Ronja von Rönne: "Ende in Sicht"
Buchkritik: Wenn ein Teenager vom Himmel fällt

16.02.2022 | Stand 21.09.2023, 0:52 Uhr
Ulrich Steinmetzger


Ihr weißer Passat ist im Inneren eine Müllhalde. Es kommt nicht mehr darauf an. Hella Büttner, die sich in besseren Tagen den platt sprechenden Namen Hella Licht gab, ist mit einem gefälschten Attest unterwegs in die Schweiz zur Sterbehilfe. Sie ist 69, allein und hat alles satt. Verantwortung für andere wollte sie nie übernehmen. Sie ist lustlos, weil es keine Zufälle mehr gibt, die zu Chancen werden. Das war mal so, als sie danach mit diversen Männern in Hotelbars gestrandet ist und die Zeitungen von Sexskandalen, Geldsorgen und Alkoholproblemen schrieben. Nun interessiert das keinen mehr. Es regnet, und als sie auf der A 33 bei Bielefeld so final vor sich hin problematisiert, fällt ein Teenager vom Himmel genau vor ihr Auto, das sie gerade noch kreischend zum Stehen bringt.

Für die fünfzehnjährige Juli Pfingsten war es die logische Konsequenz, von der Autobahnbrücke zu springen. Es war an der Zeit, ihre Panikattacken auf solche Weise zu beenden. Der alleinerziehende Vater wähnt sie mit der Klasse unterwegs nach Prag, und bei der Lehrerin hat sie sich entschuldigt. Doch nun liegt sie etwas verstört mit einer blutenden Platzwunde auf dem Asphalt.

Hella denkt an eventuelle Negativpresse bei unterlassener Hilfeleistung, nimmt Juli und sucht ein Krankenhausn dann macht sie sich mit ihrer Schutzbefohlenen auf den Weg gen Süden. Ein Road-Movie hebt an mit Zweien, die auf vertrackte Weise nicht mehr voneinander loskommen.

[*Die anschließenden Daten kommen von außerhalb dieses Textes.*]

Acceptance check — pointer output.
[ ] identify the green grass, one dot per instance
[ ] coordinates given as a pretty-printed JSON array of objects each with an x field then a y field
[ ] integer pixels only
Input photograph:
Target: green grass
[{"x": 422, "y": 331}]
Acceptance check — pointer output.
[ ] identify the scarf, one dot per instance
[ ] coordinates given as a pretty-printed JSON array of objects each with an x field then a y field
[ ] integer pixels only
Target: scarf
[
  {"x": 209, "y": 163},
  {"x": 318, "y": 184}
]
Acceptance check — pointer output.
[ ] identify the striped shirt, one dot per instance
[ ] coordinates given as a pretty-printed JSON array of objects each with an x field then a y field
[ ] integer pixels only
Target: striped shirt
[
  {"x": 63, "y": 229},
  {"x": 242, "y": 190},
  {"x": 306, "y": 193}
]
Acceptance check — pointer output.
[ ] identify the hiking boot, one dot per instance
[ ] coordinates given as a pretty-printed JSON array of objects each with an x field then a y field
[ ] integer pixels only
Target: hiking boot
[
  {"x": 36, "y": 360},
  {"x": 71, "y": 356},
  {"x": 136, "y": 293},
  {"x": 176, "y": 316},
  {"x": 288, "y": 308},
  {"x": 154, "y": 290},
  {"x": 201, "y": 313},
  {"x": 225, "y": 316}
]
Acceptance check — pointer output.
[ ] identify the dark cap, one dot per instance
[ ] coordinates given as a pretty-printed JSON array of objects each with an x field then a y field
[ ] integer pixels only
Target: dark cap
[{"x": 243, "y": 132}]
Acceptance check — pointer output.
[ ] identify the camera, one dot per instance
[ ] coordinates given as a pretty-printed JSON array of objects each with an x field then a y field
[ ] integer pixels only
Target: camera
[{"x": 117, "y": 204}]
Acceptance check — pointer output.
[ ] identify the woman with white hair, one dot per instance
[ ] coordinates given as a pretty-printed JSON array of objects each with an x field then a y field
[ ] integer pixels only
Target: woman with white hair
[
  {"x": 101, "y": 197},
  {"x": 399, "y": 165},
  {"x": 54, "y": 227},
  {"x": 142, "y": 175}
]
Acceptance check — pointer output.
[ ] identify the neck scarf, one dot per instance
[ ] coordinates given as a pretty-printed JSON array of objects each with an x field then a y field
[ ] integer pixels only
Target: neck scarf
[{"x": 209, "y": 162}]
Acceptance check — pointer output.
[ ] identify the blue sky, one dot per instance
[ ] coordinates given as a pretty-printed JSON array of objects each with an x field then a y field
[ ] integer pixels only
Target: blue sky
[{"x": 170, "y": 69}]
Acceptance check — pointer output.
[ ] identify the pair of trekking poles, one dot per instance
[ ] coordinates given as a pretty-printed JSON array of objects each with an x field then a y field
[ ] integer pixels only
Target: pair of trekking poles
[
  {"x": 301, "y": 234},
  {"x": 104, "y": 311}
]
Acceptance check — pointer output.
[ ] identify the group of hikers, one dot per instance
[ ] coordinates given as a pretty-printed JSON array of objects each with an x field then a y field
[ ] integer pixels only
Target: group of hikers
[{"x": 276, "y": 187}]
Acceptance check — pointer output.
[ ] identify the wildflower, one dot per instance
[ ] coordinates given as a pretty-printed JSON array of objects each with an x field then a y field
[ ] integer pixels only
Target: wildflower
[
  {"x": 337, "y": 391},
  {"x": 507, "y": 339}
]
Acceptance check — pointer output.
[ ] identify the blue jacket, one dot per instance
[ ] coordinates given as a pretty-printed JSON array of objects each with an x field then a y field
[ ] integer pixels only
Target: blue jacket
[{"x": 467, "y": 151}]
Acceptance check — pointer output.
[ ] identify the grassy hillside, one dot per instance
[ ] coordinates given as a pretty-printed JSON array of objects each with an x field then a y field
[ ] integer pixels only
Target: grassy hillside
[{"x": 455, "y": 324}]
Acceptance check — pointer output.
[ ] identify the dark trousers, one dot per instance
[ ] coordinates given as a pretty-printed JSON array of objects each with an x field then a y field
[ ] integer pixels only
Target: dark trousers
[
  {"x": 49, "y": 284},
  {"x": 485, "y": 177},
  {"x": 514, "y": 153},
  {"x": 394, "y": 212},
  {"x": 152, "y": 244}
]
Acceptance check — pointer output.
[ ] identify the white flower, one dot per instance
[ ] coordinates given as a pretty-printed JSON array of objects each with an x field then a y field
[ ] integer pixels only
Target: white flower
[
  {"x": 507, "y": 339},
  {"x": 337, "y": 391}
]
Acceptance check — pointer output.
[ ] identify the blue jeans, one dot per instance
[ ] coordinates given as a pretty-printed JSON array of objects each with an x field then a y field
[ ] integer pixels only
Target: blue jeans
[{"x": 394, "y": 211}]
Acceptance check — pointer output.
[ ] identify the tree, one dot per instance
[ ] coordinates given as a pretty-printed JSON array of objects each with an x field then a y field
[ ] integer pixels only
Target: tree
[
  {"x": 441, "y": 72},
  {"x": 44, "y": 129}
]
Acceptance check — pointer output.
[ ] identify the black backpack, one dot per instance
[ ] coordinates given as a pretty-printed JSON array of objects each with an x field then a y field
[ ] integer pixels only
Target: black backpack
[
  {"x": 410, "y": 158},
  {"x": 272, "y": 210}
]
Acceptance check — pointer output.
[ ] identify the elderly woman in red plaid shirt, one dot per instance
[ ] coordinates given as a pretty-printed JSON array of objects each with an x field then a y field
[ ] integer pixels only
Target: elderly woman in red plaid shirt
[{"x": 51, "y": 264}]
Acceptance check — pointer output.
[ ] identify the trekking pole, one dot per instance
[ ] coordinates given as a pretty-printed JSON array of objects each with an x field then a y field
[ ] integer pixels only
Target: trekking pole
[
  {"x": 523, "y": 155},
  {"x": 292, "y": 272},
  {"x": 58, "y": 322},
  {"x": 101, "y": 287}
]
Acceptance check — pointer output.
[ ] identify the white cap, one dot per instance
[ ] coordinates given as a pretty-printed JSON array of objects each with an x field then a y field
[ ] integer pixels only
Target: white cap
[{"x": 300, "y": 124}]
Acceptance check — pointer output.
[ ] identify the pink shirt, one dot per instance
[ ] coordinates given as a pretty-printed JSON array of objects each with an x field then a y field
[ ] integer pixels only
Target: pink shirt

Es ist der zweite Roman von Ronja von Rönne (Jahrgang 1992). Die war früh, womöglich zu früh so etwas wie das It-Girl der deutschen Literatur- und Feuilletonszene geworden. Über die sozialen Medien hatte sie vor drei Jahren ihre Depression kundgetan, deretwegen sie in einer Klinik behandelt wurde. Schön anzuschauende Autorinnenbilder mit verhangenem Blick und ein Heer von Followern begleiten seither ihr öffentliches Dasein. In der Danksagung zum jüngsten Roman kommt sie darauf zurück: "Und obwohl dieses Buch sicher nicht ohne meine Erfahrungen mit dem Thema entstanden wäre, gebührt der Depression ganz sicher kein Dank." Sie weiß sich nicht allein mit den Problemen.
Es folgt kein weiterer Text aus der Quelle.